One wonders if the creeping effects of globalisation would make a nuclear strike impossible; it would certainly upset the financial world greatly in an age when the world economies appear inseparable. It would have massively negative consequences on the country that pushed the button. How would McDonald’s feel if America blew up their branch in Red Square, Moscow? Not too happy. And imagine what a world would look like without America itself rather than its banking system collapsing as it did in 2008. Aside from that you have the old analogy of two people pointing guns at each other – nobody wants to shoot first.

How would McDonald’s feel if America blew up their branch in Red Square, Moscow?

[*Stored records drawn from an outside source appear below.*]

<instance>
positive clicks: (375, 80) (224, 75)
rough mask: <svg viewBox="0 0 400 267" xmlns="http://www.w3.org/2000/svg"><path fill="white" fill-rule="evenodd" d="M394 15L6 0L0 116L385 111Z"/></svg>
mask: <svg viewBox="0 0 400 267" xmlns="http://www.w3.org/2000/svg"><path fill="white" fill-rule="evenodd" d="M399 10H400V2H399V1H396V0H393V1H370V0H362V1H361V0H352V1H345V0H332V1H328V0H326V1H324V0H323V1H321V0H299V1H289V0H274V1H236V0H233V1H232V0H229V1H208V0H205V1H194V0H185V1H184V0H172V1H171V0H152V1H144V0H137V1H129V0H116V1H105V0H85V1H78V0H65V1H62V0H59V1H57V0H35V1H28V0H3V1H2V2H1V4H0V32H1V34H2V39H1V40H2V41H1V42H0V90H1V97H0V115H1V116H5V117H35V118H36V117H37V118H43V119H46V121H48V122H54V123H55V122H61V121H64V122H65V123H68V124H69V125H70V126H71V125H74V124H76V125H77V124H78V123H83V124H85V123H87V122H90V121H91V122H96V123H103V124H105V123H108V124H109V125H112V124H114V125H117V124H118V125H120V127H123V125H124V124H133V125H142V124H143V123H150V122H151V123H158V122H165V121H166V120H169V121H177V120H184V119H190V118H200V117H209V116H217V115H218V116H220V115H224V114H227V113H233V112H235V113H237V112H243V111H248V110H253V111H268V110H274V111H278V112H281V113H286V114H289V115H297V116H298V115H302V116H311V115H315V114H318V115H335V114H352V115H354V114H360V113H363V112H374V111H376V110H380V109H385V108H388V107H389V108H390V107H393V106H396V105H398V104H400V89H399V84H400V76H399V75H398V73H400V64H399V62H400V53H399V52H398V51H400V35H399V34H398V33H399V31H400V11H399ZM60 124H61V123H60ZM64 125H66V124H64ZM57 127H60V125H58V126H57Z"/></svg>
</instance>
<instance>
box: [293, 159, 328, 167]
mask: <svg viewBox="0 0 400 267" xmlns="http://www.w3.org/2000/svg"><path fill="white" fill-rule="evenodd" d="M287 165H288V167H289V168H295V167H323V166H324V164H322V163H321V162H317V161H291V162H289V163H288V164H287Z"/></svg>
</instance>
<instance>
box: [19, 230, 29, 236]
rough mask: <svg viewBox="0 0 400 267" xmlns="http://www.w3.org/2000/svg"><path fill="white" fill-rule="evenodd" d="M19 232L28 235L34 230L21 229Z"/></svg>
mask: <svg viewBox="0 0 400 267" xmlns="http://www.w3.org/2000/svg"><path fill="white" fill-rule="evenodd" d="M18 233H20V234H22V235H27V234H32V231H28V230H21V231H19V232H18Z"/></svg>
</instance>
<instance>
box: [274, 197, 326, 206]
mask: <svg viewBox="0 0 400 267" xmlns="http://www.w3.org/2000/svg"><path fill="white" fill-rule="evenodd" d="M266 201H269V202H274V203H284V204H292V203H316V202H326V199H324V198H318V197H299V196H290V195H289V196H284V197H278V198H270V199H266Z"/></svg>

What is more realistic than nuclear war is the fact that no nation wants to lose superpower status, nobody wants to look weak, and nobody wants to lose influence. We will never use nuclear weapons in warfare, the whole reason North Korea and Iran want nuclear weapons so incessantly is because of its status symbol as a serious player on the world stage which the USSR and the USA got in 1945, and those who got them historically want to keep that status. In the UK it was deemed imperative to get nuclear weapons to cling onto what power had vanished after the British Empire faded. They are trophies to be polished on nuclear submarines.   

It is unfeasible that nuclear weapons will ever be totally disarmed because of what they mean as status symbols for every nation, not just authoritarian ones, plus that bit of extra diplomatic clout. For the UK that might be different, Corbyn could sweep to power and dismantle it because he wants to re-invest it in the people. What matters to the public is – would you feel less safe without it?